The second function is the function that we wanted to evaluate - it will be to parse the values and the source reference in the parentheses into a structured format and compare them with the source reference coming from the canonical table. This is to ensure the claim matches the source of truth.
I vibe-coded the evaluation function. It ended up with two checks wrapped in one evaluateSummary() function (in pseudocode):
function evaluateSummary(summaryText, canonicalRows):
claims, formatErrors = parseSummaryToClaims(summaryText)
internalResults = []
for claim in claims:
internalResults.push(validateTextMatchesValues(claim))
index = buildCanonicalIndex(canonicalRows)
sourceResults = []
for claim in claims:
sourceResults.push(validateValuesMatchCanonical(claim, index))
overallPass =
formatErrors is empty AND
all(internalResults.pass) AND
all(sourceResults.pass)
return {
overallPass,
formatErrors,
internalResults,
sourceResults
}
Create a Report Table
Then the report table should be short, easy to understand, and actionable.
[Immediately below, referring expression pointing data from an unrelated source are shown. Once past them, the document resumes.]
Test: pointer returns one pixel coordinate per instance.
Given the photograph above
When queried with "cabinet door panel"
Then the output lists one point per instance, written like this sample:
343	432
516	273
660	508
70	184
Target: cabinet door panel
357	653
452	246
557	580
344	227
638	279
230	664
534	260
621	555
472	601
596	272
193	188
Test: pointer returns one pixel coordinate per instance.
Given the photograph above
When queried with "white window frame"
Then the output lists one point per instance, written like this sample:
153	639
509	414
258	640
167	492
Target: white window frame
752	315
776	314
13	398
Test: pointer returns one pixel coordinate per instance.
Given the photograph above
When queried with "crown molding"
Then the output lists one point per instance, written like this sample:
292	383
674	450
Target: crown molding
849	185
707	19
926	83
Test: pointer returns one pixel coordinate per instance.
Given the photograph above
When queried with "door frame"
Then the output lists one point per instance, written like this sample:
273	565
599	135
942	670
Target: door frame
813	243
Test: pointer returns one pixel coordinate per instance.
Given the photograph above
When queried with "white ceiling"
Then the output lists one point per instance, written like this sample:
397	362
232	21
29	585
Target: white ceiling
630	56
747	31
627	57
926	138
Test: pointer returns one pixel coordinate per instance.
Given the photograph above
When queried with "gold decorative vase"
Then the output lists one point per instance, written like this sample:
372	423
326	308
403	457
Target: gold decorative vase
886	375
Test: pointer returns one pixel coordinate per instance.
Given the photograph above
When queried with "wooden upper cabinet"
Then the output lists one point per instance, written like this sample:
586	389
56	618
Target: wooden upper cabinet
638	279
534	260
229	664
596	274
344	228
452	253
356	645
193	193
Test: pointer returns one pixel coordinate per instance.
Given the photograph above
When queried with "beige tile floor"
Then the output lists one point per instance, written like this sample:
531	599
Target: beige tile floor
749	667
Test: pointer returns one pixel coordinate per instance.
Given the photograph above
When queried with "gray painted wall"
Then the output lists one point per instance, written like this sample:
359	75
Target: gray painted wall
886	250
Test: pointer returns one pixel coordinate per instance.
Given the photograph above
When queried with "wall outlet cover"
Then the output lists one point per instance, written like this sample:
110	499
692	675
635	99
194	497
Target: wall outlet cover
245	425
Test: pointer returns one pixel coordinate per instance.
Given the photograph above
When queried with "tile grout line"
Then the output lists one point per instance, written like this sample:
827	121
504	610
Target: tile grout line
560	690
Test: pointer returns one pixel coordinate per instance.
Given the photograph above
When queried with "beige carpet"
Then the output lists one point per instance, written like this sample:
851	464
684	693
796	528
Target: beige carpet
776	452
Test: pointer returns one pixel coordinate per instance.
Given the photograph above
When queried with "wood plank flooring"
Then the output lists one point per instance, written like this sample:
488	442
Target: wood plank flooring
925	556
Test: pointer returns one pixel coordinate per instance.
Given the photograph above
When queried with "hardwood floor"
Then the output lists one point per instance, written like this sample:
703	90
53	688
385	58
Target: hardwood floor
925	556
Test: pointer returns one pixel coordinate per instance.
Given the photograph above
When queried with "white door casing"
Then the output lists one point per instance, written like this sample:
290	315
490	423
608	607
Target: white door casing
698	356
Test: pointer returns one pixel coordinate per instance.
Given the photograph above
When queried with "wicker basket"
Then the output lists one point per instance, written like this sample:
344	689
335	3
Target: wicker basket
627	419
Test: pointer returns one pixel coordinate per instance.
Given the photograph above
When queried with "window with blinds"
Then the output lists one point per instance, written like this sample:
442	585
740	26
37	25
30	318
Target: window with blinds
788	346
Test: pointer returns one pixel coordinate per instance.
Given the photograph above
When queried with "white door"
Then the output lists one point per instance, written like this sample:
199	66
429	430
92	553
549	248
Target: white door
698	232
Thus, the value should be binary (PASS or FAIL) rather than numeric (1 to 5).
Why? Because binary values are easier to understand. When something is failing, developers know right away what the problem is.
Thus, the report value will contain:
Format Errors
internal failures: number (indicating how many failures there are)
source consistency: number (indicating how many failures there are)
overall: true/false
The output is a tiny report.json:
{
“overallPass”: true,
“counts”: {
“claims”: 10,
“formatErrors”: 0,
“internalFailures”: 0,
“sourceFailures”: 0
}
}
This makes it clear and actionable if an internal or source failure occurs.
I can then run this as a unit test in my CI pipeline each time to ensure the model produces an accurate numerical summary.
Takeaway
One of the biggest aha moments was understanding the type of failure mode. Once I realized the problem was deterministic, evaluating numerical accuracy felt less time-consuming and more like a unit test again.
Not every problem needs an LLM. You should push LLMs to the edge of the system, and keep everything as deterministic as possible.
Otherwise else you may be over-engineering or overcompensating in your application for something that can be solved more cheaply.
When you’re building with LLMs, how do you decide whether a failure is deterministic or subjective?